Evaluating Abstractive Summarization: Limitations of LLMs as Human-Level Evaluators
The research paper "LLMs are Not Yet Human-Level Evaluators for Abstractive Summarization" rigorously examines the roles of LLMs, particularly ChatGPT and GPT-4, in the automatic evaluation of summarization tasks. As LLMs gain prominence due to their advanced reasoning capabilities, it's crucial to ascertain their reliability as evaluators, especially in tasks such as abstractive summarization where traditional metrics like Rouge and BERTScore are insufficient.
Overview of the Study
The paper provides a detailed analysis of the inherent limitations of LLM evaluators across four key dimensions: coherence, consistency, fluency, and relevance. Researchers employed three different methods: Likert-scale scoring via Reason-then-Score (RTS) and Multiple-choice Question (MCQ) approaches, as well as Head-to-Head (H2H) comparison. Despite outperforming existing metrics, LLMs are highlighted as potential, rather than reliable, replacements for human evaluators.
Findings and Numerical Results
Several noteworthy observations emerged from the research:
- Correct Preferences: On the standard 66-pair test set, ChatGPT-RTS achieved a notably high accuracy of 88.6% in selecting system preferences consistent with human judgment. This included identifying superior summarization systems or ties in comparison pairs.

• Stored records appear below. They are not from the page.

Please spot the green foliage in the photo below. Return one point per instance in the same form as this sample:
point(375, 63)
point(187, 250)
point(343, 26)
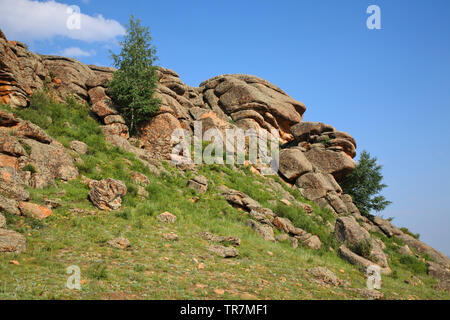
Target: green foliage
point(364, 185)
point(29, 167)
point(413, 264)
point(135, 82)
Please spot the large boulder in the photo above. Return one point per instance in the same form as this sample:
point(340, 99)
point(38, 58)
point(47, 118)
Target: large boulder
point(263, 230)
point(337, 163)
point(359, 261)
point(2, 222)
point(315, 185)
point(107, 194)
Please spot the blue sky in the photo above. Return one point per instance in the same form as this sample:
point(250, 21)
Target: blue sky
point(389, 88)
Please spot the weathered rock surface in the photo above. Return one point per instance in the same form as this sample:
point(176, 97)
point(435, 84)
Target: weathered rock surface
point(107, 194)
point(263, 230)
point(293, 163)
point(11, 241)
point(316, 156)
point(199, 183)
point(2, 222)
point(234, 241)
point(34, 211)
point(359, 261)
point(119, 243)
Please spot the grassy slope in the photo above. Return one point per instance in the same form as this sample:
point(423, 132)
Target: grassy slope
point(155, 268)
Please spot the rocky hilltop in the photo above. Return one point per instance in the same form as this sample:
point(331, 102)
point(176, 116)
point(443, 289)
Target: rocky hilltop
point(314, 158)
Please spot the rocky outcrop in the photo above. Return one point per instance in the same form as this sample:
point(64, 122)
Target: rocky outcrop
point(263, 220)
point(314, 159)
point(44, 161)
point(107, 194)
point(198, 183)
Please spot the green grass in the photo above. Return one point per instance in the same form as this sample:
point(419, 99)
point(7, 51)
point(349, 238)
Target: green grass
point(155, 268)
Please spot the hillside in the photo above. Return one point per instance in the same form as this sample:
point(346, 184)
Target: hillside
point(77, 190)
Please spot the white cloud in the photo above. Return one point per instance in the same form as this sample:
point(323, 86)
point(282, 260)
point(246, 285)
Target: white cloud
point(76, 52)
point(34, 20)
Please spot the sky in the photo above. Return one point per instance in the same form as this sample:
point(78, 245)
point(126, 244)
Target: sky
point(388, 88)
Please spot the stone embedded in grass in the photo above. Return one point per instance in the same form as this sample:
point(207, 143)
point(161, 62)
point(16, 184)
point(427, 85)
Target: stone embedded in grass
point(9, 205)
point(170, 236)
point(167, 217)
point(79, 147)
point(263, 230)
point(370, 294)
point(11, 241)
point(224, 252)
point(2, 221)
point(325, 275)
point(199, 183)
point(107, 194)
point(139, 178)
point(234, 241)
point(35, 211)
point(119, 243)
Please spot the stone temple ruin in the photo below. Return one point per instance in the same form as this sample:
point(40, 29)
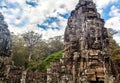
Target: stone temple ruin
point(86, 58)
point(8, 72)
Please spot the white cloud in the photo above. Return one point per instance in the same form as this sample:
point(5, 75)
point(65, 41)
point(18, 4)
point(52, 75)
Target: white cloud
point(101, 4)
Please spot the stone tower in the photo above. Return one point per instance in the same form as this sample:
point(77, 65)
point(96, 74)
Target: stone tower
point(86, 58)
point(5, 50)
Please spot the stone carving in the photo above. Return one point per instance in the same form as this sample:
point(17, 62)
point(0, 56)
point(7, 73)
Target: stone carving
point(5, 41)
point(86, 58)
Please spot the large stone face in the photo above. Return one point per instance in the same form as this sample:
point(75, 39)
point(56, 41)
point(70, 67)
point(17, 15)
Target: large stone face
point(5, 41)
point(86, 58)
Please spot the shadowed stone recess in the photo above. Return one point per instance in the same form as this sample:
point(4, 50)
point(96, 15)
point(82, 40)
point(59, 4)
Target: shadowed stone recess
point(86, 58)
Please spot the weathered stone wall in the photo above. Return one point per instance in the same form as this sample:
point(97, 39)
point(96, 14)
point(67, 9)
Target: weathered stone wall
point(86, 58)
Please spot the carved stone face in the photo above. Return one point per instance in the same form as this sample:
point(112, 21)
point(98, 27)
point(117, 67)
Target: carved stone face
point(5, 43)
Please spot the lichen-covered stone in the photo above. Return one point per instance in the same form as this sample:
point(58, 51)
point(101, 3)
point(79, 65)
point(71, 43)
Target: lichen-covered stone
point(86, 58)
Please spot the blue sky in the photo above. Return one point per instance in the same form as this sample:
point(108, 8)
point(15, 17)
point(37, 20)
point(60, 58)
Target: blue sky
point(49, 17)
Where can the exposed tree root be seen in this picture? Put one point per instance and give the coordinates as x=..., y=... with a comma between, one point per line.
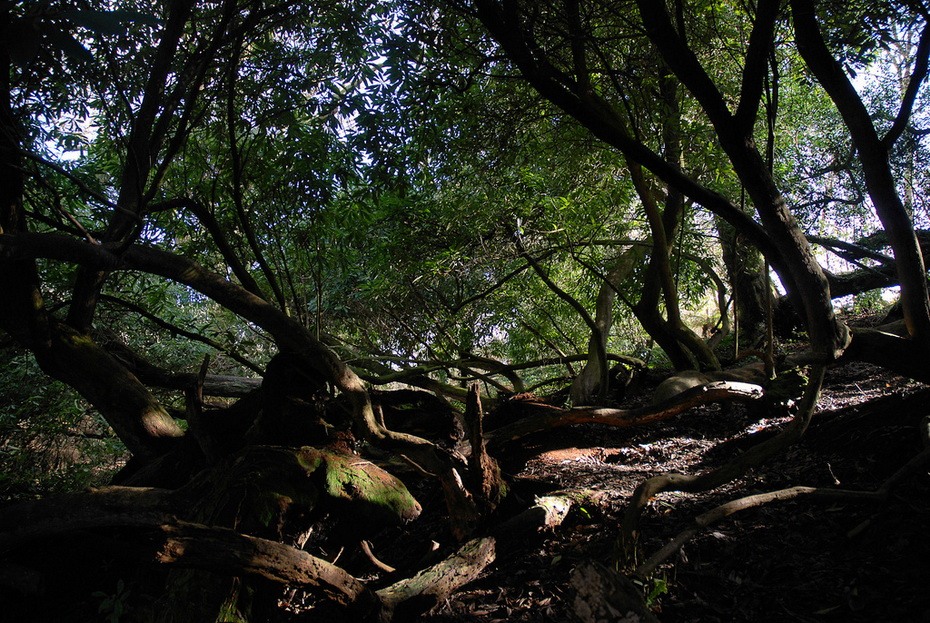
x=723, y=511
x=145, y=521
x=716, y=477
x=549, y=511
x=621, y=418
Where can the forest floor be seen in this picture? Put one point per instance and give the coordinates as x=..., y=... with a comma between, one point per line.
x=798, y=560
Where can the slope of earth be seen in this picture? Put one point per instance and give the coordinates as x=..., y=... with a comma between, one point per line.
x=798, y=560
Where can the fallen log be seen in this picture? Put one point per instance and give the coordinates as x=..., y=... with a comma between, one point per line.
x=622, y=418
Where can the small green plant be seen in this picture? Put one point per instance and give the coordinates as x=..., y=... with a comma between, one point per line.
x=659, y=588
x=114, y=606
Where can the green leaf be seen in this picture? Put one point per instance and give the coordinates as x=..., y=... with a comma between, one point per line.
x=108, y=22
x=71, y=47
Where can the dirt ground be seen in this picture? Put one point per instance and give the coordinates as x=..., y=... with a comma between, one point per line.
x=798, y=560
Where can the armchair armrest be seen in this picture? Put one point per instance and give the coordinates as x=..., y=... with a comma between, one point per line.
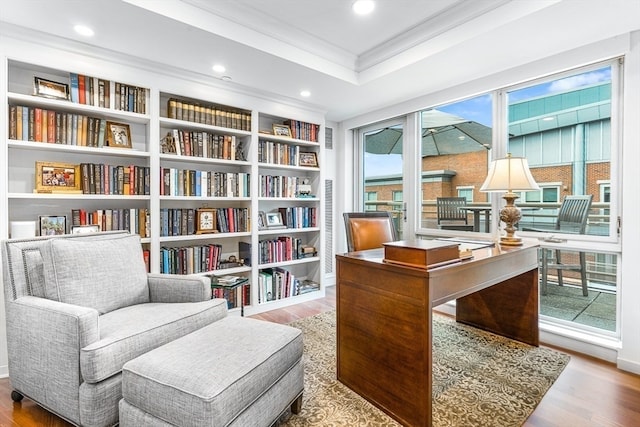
x=178, y=288
x=44, y=338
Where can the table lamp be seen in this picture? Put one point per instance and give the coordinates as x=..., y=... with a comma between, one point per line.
x=509, y=174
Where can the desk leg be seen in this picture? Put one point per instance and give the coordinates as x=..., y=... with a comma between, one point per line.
x=509, y=308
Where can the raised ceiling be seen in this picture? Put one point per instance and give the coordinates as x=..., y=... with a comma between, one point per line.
x=351, y=64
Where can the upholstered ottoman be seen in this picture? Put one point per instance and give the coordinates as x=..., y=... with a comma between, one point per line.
x=233, y=372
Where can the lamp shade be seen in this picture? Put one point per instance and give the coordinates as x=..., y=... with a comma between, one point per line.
x=509, y=174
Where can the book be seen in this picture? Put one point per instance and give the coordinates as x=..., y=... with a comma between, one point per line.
x=423, y=254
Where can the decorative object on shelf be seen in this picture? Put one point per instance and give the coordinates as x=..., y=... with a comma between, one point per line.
x=509, y=174
x=23, y=229
x=240, y=155
x=308, y=251
x=231, y=262
x=304, y=189
x=50, y=89
x=52, y=225
x=262, y=220
x=274, y=220
x=168, y=144
x=84, y=229
x=281, y=130
x=118, y=135
x=308, y=158
x=206, y=221
x=57, y=178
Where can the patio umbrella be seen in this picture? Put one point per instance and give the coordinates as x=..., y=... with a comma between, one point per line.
x=442, y=133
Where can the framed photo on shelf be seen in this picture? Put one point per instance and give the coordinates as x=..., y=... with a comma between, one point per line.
x=308, y=158
x=52, y=225
x=118, y=135
x=85, y=229
x=57, y=178
x=274, y=220
x=50, y=89
x=281, y=130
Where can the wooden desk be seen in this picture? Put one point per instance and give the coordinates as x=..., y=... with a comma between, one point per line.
x=384, y=330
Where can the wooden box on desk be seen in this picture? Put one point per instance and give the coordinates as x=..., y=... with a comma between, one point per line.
x=421, y=253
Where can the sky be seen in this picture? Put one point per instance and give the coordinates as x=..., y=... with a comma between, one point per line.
x=479, y=108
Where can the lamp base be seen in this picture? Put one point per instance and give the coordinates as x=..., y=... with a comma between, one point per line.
x=510, y=215
x=510, y=241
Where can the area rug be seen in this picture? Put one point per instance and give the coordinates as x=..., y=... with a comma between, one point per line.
x=480, y=379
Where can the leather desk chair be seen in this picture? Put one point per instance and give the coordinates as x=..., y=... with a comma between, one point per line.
x=368, y=230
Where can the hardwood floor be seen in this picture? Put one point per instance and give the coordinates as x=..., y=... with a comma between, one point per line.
x=588, y=393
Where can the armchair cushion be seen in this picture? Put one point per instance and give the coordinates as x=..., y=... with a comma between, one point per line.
x=131, y=331
x=101, y=274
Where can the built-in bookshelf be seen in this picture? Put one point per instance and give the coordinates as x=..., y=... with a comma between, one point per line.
x=113, y=154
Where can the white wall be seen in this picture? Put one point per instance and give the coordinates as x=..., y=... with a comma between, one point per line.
x=626, y=350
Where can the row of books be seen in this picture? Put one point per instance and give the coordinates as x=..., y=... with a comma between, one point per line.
x=282, y=248
x=303, y=130
x=281, y=185
x=188, y=182
x=101, y=178
x=131, y=219
x=209, y=114
x=233, y=296
x=299, y=216
x=278, y=283
x=190, y=259
x=208, y=145
x=278, y=153
x=181, y=221
x=54, y=127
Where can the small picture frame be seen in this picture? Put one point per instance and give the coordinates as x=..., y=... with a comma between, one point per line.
x=274, y=220
x=52, y=225
x=85, y=229
x=50, y=89
x=118, y=135
x=308, y=158
x=281, y=130
x=58, y=178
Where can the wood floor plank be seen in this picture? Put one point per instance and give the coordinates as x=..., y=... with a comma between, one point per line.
x=588, y=393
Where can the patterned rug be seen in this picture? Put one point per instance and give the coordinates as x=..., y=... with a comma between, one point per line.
x=498, y=383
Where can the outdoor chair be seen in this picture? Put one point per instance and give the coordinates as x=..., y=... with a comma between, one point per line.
x=572, y=219
x=451, y=215
x=368, y=230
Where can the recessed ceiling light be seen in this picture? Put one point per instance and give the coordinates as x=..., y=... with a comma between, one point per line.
x=83, y=30
x=363, y=7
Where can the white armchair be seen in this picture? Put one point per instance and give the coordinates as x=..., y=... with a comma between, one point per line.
x=78, y=307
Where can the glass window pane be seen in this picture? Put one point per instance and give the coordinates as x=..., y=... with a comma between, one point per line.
x=455, y=153
x=563, y=127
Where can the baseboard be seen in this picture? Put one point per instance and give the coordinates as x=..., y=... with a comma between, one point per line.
x=628, y=365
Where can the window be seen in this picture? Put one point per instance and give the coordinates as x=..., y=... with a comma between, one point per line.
x=370, y=196
x=563, y=127
x=455, y=149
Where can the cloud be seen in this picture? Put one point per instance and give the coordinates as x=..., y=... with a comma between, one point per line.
x=586, y=79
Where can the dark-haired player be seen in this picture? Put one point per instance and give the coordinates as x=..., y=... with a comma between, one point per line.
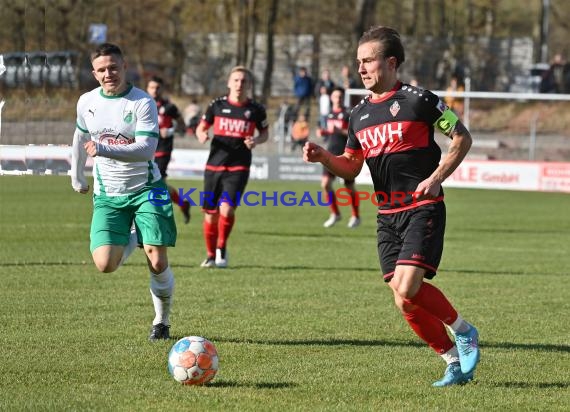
x=235, y=119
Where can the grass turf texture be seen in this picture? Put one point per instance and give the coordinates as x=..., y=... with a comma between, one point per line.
x=301, y=319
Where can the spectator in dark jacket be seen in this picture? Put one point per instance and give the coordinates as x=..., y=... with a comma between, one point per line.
x=303, y=89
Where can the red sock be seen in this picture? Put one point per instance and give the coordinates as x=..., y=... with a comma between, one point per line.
x=210, y=236
x=433, y=301
x=331, y=198
x=354, y=204
x=225, y=224
x=174, y=195
x=429, y=329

- Correlation with Human Evaluations: Across 1200 summaries, ChatGPT showcased stronger correlations, achieving up to a 0.2 increase over previous automatic metrics like BARTScore in fluency. However, GPT-4 displayed improved correlations, notably in consistency, attributed to its reduced hallucination rate.
- Single-Candidate Analysis and Meta-Correlation: The paper revealed significant variation in LLM evaluation reliability across different summarization systems, exemplifying the instability of LLM evaluators. The meta-correlation analysis indicated undesirable variability in alignment with humans across higher-quality summarization systems, particularly for ChatGPT-RTS and BARTScore.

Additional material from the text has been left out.